Abstract
Cervical cancer is the common cancer among women, where early-stage diagnoses of cervical cancer lead to recovery from the deadly cervical cancer. Correct cervical cancer staging is predominant to decide the treatment. Hence, cervical cancer staging is an important problem in designing automatic detection and diagnosing applications of the medical field. Convolutional Neural Networks (CNNs) often plays a greater role in object identification and classification. The performance of CNN in medical image classification can already compete with radiologists. In this paper, we planned to build a deep Capsule Network (CapsNet) for medical image classification that can achieve high accuracy using cervical cancer Magnetic Resonance (MR) images. In this study, a customized deep CNN model is developed using CapsNet to automatically predict the cervical cancer from MR images. In CapsNet, each layer receives input from all preceding layers, which helps to classify the features. The hyper parameters are estimated and it controls the backpropagation gradient at the initial learning. To improve the CapsNet performance, residual blocks are included between dense layers. Training and testing are performed with around 12,771 T2-weighted MR images of the TCGA-CESC dataset publicly available for research work. The results show that the accuracy of Customized CNN using CapsNetis higher and behaves well in classifying the cervical cancer. Thus, it is evident that CNN models can be used in developing automatic image analysis tools in the medical field.
Keywords: CapsNet, Deep learning, Medical image classification, Texture features
Introduction
Cervical Cancer is a prevalent cancer worldwide after colorectal, breast and lung cancers, where this cancer affects predominantly the women all over the world (Ghoneim et al. 2020). As a result, people are not as knowledgeable about the disease, and as a result, lack of awareness and inadequate access to the healthcare related services is a greater challenge. In contrast, developed countries have screening strategies that ensure the ability to reliably and effectively screen for precancerous lesions, which allows for detection and treatment at an earlier stage. According to the strategy of reducing the prevalence of cervical cancer, the best method is to screen and vaccinate in order to lead healthy lives and safeguard all (Deng et al. 2018) (Zhu et al. 2019).
However, the diagnosis at early stages is difficult since the cancer develops without any symptoms and it appears at the later stages that poses the risk of spreading across all regions. Hence, it is very necessary to screen at earlier stages to increase the rate of survival.
Cervical Screening is an effective programmes that tends to reduce the morbidity and mortality associated with the disease (Vijayakumar and Vinothkanna 2020).
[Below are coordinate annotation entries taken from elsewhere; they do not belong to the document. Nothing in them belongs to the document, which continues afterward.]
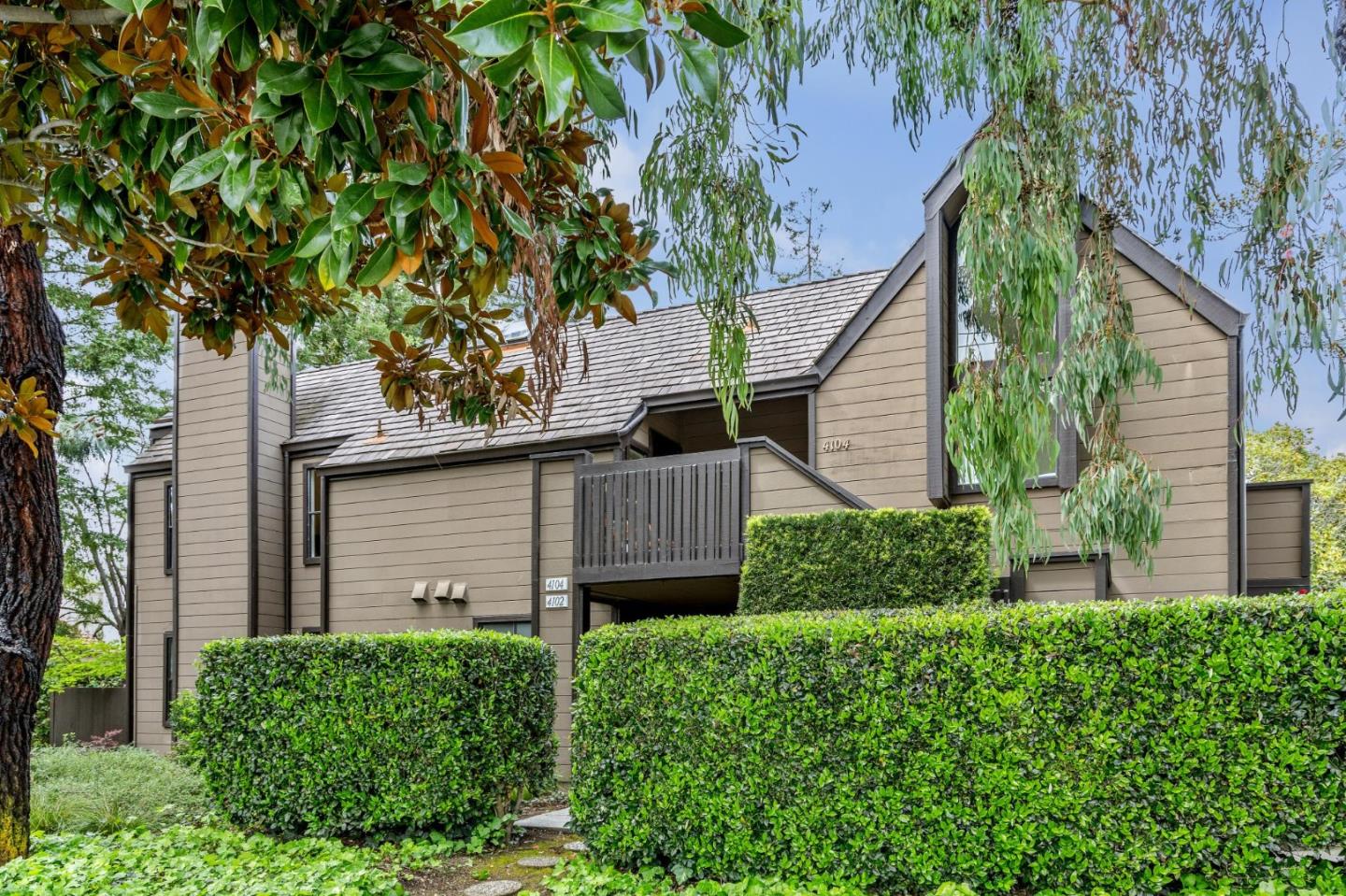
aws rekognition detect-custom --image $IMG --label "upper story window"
[165,481,178,576]
[304,464,323,563]
[926,206,1074,494]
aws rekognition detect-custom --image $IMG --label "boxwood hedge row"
[190,631,556,834]
[739,507,994,614]
[571,592,1346,893]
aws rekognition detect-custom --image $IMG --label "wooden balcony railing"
[575,448,749,584]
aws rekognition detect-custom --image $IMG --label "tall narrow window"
[304,464,323,563]
[165,481,178,576]
[949,222,1056,492]
[163,631,178,728]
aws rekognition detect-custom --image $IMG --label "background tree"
[1248,424,1346,590]
[775,187,841,284]
[43,250,172,638]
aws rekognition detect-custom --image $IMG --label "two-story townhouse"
[128,158,1309,779]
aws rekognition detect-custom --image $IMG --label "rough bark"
[0,227,66,863]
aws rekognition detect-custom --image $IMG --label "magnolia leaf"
[533,34,575,128]
[294,215,333,258]
[669,34,720,104]
[131,90,201,119]
[482,45,533,90]
[333,183,379,227]
[346,52,429,90]
[557,0,645,34]
[168,149,229,192]
[685,3,749,47]
[566,43,626,121]
[340,21,389,59]
[355,239,397,290]
[449,0,545,56]
[257,59,318,97]
[388,159,429,186]
[304,80,336,134]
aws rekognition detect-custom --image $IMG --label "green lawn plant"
[739,507,994,614]
[31,747,210,834]
[187,631,556,835]
[571,590,1346,895]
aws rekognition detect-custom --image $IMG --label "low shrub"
[33,635,126,746]
[571,592,1346,893]
[739,507,994,614]
[30,747,210,834]
[547,860,1346,896]
[187,631,556,834]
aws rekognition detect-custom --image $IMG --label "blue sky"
[600,7,1346,450]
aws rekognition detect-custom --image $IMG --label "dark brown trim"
[244,346,261,638]
[739,436,874,511]
[163,479,178,573]
[123,474,140,744]
[1080,198,1246,336]
[1244,479,1313,583]
[299,462,319,566]
[807,389,819,467]
[1224,330,1248,594]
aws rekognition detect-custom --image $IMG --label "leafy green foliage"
[1246,424,1346,590]
[739,507,994,614]
[188,631,556,834]
[547,860,1346,896]
[33,635,126,744]
[571,592,1346,893]
[0,0,766,437]
[31,747,210,834]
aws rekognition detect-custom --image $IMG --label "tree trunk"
[0,227,66,865]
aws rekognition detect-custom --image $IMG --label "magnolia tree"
[0,0,773,861]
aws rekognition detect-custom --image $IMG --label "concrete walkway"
[516,807,571,830]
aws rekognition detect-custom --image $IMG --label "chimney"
[172,324,294,688]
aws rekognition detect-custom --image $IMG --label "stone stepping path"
[516,856,561,868]
[516,806,571,830]
[463,880,523,896]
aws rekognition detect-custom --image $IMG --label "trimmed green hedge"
[186,631,556,834]
[571,592,1346,893]
[739,507,994,614]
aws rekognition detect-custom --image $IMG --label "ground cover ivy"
[571,590,1346,895]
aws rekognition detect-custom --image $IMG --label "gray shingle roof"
[126,270,887,465]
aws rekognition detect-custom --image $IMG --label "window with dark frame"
[948,217,1061,493]
[304,464,323,563]
[477,616,533,638]
[163,631,178,728]
[165,481,178,576]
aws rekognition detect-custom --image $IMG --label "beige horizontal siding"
[814,251,1234,597]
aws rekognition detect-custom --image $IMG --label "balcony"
[573,438,866,584]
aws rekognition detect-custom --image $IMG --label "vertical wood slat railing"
[575,448,747,582]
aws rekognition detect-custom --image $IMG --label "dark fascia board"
[813,235,924,381]
[739,436,874,510]
[322,434,618,479]
[1080,196,1246,336]
[122,460,172,476]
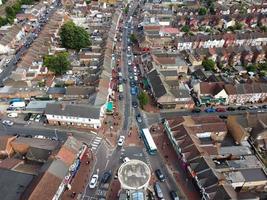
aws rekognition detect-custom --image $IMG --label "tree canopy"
[202,59,215,71]
[60,21,91,50]
[130,34,138,43]
[181,25,190,33]
[198,7,207,15]
[44,52,70,75]
[138,91,148,108]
The successfulness of screening depends on various factors that includes ability to find facilities, the quality of screening tests, and the adequacy of follow-up in addition to early diagnosis and treatment of any lesions found (Li et al. 2020). Screening services for cervical center are underfunded in low and middle-income countries because only a few skilled health workers are available, and the healthcare resources required to maintain screening programmes cannot be sustained (Mobiny et al. 2019) (Pandian 2019).
In recent past, Artificial Intelligence in association with machine learning plays a major part in classification of disease instances in healthcare industry. The ratio of disease prevalence gets increasing and hence machine learning resolves the optimization problem in classification process associated with disease diagnosis.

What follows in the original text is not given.